After sunset I head back to BeCool, where, as part of OFF-Week, Resident Advisor are putting on one of their VS nights – a series of parties which sees two complimentary DJs go back to back in the name of artistic experimentation. Once I feel like I’ve had my fair share of fun with the revolving dancefloor, I leave Donato Dozzy and Prins Thomas spinning smooth and deep sounds and head back to the vastness of Sonar by Night. Paul Kalkbrenner is putting on an ecstatic audio-visual display in SonarClub while Maceo Plex plays out a typically lush set of warm house next door in the open air. Up close is the only place to be – too far back and the sound gets completely lost. The highlight of the whole of Sonar by Night, and perhaps the closest to any moment of greatness at the festival, was Laurent Garnier’s sunrise set at the in-aptly named SonarPub. Leaving the venue at the end of the end was yet another surreal moment: the now abandoned expanse of the venue was a mere shell, even more enormous now than in the dark.

The most memorable sets of the week, though, were yet to come.
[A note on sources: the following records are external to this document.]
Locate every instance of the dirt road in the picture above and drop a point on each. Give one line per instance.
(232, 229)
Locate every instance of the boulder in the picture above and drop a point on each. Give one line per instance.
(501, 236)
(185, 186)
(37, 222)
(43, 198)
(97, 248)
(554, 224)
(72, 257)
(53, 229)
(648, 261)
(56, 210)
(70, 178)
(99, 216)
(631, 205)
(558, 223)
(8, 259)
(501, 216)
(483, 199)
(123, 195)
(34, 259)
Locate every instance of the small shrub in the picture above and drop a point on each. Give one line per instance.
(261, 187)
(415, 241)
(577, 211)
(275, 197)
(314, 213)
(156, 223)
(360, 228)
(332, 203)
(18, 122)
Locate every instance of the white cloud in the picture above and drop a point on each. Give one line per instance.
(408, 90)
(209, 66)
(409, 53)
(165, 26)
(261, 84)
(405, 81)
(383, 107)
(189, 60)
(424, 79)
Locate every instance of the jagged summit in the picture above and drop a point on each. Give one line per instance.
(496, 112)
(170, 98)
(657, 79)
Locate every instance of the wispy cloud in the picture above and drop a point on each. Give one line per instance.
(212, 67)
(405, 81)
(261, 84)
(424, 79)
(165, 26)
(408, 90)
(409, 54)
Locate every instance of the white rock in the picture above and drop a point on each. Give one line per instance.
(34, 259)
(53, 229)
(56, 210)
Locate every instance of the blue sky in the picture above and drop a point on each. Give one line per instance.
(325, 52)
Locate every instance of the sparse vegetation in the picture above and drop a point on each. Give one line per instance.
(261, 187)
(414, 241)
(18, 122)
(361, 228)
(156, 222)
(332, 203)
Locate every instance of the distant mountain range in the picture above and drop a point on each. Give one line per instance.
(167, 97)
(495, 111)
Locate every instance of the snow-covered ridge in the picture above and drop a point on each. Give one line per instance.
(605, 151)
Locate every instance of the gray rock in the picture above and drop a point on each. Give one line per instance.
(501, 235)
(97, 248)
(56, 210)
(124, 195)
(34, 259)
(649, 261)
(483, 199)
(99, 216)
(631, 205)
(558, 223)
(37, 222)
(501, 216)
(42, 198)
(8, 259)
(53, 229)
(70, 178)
The Secretsundaze OFF party is essential for anyone who’s still going by Sunday, and this year the line-up was nothing short of brilliant: Chez Damier, Amir Alexander, Anthony Naples, Delano Smith and San Soda. The open-air daytime venue, La Carpa and Picnic, caught the evening sun and where Sonar by Night had lacked any consistency, or much of a character at all, Secretsundaze had it all. Despite the many complaints about ridiculous drinks prices being entirely justified, the music was on-point. Amir Alexander’s unique blend of raw Detroit sounds and San Soda’s sharp edged house were the highlights of the week.

The overall enormity of Sonar – or, of the aircraft hangar at least – completely swamped anything I ever expected. The sheer expanse of music (someone said to me ‘it all sounds the same’, but it definitely doesn’t) is nothing short of overwhelming. Sonar annihilates a small world of compact nightclubs and controllable aesthetics in one fell swoop. There is just so much: despite Derrick May’s conviction earlier in the week that this is the tragedy of our age, what Sonar makes clear is that electronic music can be so many things to so many people, and it makes your singular idea of what dance music is all about completely dwarfed – and irrelevant. When your world is suddenly made to seem so small and insignificant, what you get is the creeping onset of existential crisis mixed with awe, which can only lead to a more open mind.